この作品はスコセッシの刻印が深く、明らかに垣間見える。
「罪」と「贖い」の物語の深奥に。
主題は、まさに「妄想」である。自らの「タクシードライバー」と同じく。
ボクシングの様式を用いた「暴力」と主人公の「愛」の狭間に躍動する「嫉妬」の源は「妄想」にしか他ならない。
「妄想」が主人公に「暴力」を喚起させて「人格」を形成させ「罪」を為させる。
その果てに在るのが「贖い」なのである。
では、どのようにして「贖い」が成立するのか。
それはボクシングを捨てるときである。
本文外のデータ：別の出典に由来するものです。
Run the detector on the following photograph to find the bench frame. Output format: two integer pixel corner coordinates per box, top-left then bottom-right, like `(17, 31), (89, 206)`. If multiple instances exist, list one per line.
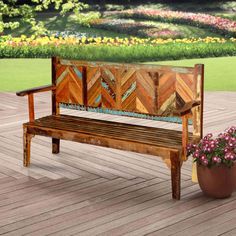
(16, 57), (204, 199)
形だけにおいても「暴力」の手段を捨て去る第一歩を踏み出すときである。
何故なら、少なくとも主人公にとって、ボクシングは〈スポーツ〉ではなかったのであるから。自らの「憎悪」を吐き出す捌け口であったのであるから。
主人公はボクシングと訣別する。
ここから、「贖い」が主流として始まり出す。見事な肉体を捨て去り、豊富な財産をも失う。そして、妻をはじめ家族とも別れる。
それらは何を意味するのか。
それは「愛」を見出だす遍路である。
主人公は、場末の芸人と成り果てる。けれども、そこに悲壮感はない。ようやく自らの「居場所」を見つけ、弟にも優しく抱擁する。
主人公は、かつて何も見えていなかった。しかし、いまは見える。
何を?
それは言うまでもない。
スコセッシは、常に「妄想」に囚われた男を描く。けれども、そこにはもはや「罪」をほのめかさない。ただ「贖い」をそっと提示する。加えて、その手段をも。